Forgery and Counterforgery
- Cover
- Author: Bart D. Ehrman
- Language: English
- Subject: Early Christian literature, pseudepigraphy, textual criticism
- Genre: Nonfiction
- Publisher: Oxford University Press
- Publication date: November 2012
- Publication place: United States
- Media type: Print, e-book
- Pages: 628
- ISBN: 978-0-19-992803-3
- OCLC: 825060076
- Preceded by: The Apocryphal Gospels: Texts and Translations (2011)
- Followed by: Did Jesus Exist? (2012)

= Forgery and Counterforgery =

Scholarly monograph on literary forgery in early Christianity

Forgery and Counterforgery: The Use of Literary Deceit in Early Christian Polemics is a 2012 scholarly monograph by American New Testament historian Bart D. Ehrman. It was published by Oxford University Press.

==Reception==
Robert S. Boylan's 2013 review characterized it as an in depth scholarly examination, a valued contribution and historical-critical resource. Boylan notes that while the conclusion on the Book of James being pseudopigraphic is contested, Bart allows for a framework that would interest scholars in the New Perspective on Paul.

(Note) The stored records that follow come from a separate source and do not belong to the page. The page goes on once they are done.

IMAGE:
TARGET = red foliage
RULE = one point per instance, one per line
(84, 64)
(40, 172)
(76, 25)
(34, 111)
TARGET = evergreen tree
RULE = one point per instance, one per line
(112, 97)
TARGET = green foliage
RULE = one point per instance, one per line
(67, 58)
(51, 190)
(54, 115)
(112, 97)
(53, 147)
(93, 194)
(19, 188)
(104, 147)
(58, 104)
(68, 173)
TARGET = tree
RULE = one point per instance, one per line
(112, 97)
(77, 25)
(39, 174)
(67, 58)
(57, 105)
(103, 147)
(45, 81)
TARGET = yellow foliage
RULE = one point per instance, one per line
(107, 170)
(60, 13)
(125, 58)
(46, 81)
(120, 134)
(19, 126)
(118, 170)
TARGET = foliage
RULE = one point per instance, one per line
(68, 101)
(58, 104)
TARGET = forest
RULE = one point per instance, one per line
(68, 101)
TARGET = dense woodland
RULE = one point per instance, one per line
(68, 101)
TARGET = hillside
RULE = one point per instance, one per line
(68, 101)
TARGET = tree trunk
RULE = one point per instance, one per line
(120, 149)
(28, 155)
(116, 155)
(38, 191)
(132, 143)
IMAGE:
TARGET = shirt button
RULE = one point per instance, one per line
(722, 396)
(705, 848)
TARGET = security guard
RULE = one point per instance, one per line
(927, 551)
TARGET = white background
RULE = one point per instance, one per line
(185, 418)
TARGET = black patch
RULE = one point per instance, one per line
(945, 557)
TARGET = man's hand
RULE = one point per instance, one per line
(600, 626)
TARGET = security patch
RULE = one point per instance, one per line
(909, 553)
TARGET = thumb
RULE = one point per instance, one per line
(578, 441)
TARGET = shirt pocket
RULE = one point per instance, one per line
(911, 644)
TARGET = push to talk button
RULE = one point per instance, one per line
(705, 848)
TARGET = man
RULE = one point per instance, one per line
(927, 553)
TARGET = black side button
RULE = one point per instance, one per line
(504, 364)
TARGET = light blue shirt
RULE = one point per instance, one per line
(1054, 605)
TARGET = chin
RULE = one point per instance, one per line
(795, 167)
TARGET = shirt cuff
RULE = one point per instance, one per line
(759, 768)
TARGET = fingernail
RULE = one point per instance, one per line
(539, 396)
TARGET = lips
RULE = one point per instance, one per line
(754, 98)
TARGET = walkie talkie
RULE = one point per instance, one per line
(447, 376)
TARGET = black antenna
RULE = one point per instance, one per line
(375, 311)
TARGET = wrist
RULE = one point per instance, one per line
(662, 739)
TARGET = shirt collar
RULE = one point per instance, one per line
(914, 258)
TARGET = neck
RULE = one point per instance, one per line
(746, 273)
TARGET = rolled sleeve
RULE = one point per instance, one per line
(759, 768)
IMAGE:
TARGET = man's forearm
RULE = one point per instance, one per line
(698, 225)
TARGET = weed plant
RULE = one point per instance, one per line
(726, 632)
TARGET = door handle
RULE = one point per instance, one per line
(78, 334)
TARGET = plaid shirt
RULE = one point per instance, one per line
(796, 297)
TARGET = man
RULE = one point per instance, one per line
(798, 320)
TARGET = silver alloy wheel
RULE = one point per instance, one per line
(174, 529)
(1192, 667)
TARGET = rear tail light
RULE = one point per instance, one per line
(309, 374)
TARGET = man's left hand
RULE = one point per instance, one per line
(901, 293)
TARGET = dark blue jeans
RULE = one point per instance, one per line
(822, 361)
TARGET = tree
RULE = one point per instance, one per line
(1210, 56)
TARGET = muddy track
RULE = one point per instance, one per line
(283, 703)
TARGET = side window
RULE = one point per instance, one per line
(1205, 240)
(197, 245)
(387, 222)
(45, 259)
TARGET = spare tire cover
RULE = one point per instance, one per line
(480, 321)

The scholar David Brakke called Forgery and Counterforgery a "magisterial book [that] will stimulate new conversations about the early Christian practice of pseudonymous writing". Tony Burke, a professor at York University, found the book to be "a weighty tome" that would have been "far more accessible without the degree of background detail provided on each of the texts in the study".